Bioconductor / BSgenome

Software infrastructure for efficient representation of full genomes and their SNPs
https://bioconductor.org/packages/BSgenome
7 stars 9 forks source link

Error using forgeBSgenomeDataPkg() to forge bacterial species not included registered_NCBI_assemblies() nor registered_UCSC_genomes() #55

Closed Guan06 closed 1 year ago

Guan06 commented 1 year ago

Hi,

I am trying to forge a data package for the bacteria I am working with (Bacteroides uniformis), however, when preparing seed file, in the field "genome", non of the close genome of the species could be find in either registered_NCBI_assemblies() nor registered_UCSC_genomes().
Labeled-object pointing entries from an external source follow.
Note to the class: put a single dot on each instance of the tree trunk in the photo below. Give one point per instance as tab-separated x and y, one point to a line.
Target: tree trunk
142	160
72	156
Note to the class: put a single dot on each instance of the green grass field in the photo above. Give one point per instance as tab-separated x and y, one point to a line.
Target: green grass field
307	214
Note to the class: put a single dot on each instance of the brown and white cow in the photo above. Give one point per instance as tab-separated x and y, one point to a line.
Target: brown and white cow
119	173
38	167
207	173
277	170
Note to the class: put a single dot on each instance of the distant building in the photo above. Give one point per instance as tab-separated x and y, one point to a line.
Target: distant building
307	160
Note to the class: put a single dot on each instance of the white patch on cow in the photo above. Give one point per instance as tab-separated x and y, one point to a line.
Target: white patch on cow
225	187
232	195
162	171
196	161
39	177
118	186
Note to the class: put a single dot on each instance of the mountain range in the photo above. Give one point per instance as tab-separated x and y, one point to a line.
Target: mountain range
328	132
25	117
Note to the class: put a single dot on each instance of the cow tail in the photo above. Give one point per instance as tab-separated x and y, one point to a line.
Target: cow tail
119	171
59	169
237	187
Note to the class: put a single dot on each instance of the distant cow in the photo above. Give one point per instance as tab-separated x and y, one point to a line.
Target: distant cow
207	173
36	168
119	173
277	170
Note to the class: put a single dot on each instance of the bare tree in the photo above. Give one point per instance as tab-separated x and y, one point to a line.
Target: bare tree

Any suggestion what could be done to bypass this error?

Many thanks and looking forward to your suggestions!

Best, Rui

hpages commented 1 year ago

Hi @Guan06 ,

For an unregistered genome, you must specify the seqnames field in your seed file.

If the genome is registered in GenomeInfoDb, then you don't need to specify the seqnames field because, in this case, forgeBSgenomeDataPkg() will be able to fetch the sequence names for you. So the process of forging a BSgenome data package is just more convenient when the genome is registered in GenomeInfoDb, but it's not a requirement.

Hope this helps, H.

Guan06 commented 1 year ago

Thank you Herve very much for your reply!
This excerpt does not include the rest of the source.